人生の最終段階において、ドミナント・ストーリー(家族を大切にしなかったダメ夫)をオルタナティヴ・ストーリー(家族を大切にする一面もあった優しい夫)へと再編集し、心の折り合いをつけるきっかけ作りを行ったのです。
つまり「ナラティヴ・アプローチ」は、「人生会議(ACP:アドバンス・ケア・プランニング)」の場面においても応用できると言えるのです。
その他にも「ナラティヴ・アプローチ」は、さまざまなビジネスの場においても、応用が可能だよ。
先輩・上司・部下との関係性の構築においても、活用できるかしら?
まとめ
- 新たなストーリーを再構築できる
- 価値観や意思が明確になる
- 対話が重視できる
- 周囲を巻き込むるきっかけが生まれる
- 人間関係の活性化に繋がる(ご本人・家族・他職種・その他関係者など)
- 満足感が得られる
- ポジティブになれる
- 心の折り合いがつく
「ナラティヴ・アプローチ」とは「討論」「説得」ではなく「対話」です。
フラットな関係で解決法を一緒に見つけ、新たなストーリーを再構築する中で、悩みや問題の解決を目指す手法なのです。

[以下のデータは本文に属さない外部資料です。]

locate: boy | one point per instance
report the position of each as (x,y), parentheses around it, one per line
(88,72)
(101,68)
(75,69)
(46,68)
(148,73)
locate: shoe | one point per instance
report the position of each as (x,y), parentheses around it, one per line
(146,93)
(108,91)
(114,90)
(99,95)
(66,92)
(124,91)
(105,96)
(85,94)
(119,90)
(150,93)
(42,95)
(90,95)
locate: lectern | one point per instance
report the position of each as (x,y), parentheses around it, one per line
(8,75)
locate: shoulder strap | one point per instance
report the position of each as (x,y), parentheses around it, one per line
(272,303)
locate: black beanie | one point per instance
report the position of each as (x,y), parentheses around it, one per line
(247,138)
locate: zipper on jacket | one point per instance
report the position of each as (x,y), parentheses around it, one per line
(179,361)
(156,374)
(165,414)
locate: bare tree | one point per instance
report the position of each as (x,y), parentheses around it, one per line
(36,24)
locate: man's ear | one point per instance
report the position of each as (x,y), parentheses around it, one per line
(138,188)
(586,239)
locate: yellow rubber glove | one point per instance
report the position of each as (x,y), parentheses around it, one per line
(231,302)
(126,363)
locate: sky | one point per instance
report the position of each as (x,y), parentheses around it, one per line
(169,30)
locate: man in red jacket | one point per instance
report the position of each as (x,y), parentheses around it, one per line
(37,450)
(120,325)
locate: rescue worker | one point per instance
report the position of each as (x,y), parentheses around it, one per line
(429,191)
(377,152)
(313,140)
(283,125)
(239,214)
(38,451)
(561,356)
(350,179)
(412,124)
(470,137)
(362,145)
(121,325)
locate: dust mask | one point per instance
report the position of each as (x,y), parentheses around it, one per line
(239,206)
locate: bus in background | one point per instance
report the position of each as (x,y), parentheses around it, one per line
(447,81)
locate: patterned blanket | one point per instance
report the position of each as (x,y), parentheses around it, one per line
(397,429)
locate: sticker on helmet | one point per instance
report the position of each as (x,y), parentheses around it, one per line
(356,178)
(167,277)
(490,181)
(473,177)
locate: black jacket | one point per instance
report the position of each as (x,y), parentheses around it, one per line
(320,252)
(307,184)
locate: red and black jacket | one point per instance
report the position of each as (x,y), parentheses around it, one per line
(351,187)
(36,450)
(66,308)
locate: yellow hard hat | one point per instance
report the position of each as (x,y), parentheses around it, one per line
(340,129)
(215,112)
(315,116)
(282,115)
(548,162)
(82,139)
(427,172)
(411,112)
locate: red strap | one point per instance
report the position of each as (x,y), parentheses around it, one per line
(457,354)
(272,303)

「ナラティヴ・アプローチ」が生まれたのは、支援者がアドバイスする心理療法やカウンセリングのあり方に、専門職たちが限界を感じていたからだと言われています。
価値観が多様化している現代において「その人にとって最も良い解決策」は、クライエント本人にしかわかりません。
つまり支援者が専門性を手放し、クライエント本人にとっての「最善」を引き出すことができる「ナラティヴ・アプローチ」は、今の時代らしい手法なのかも。
最後までご覧いただき、ありがとうございました。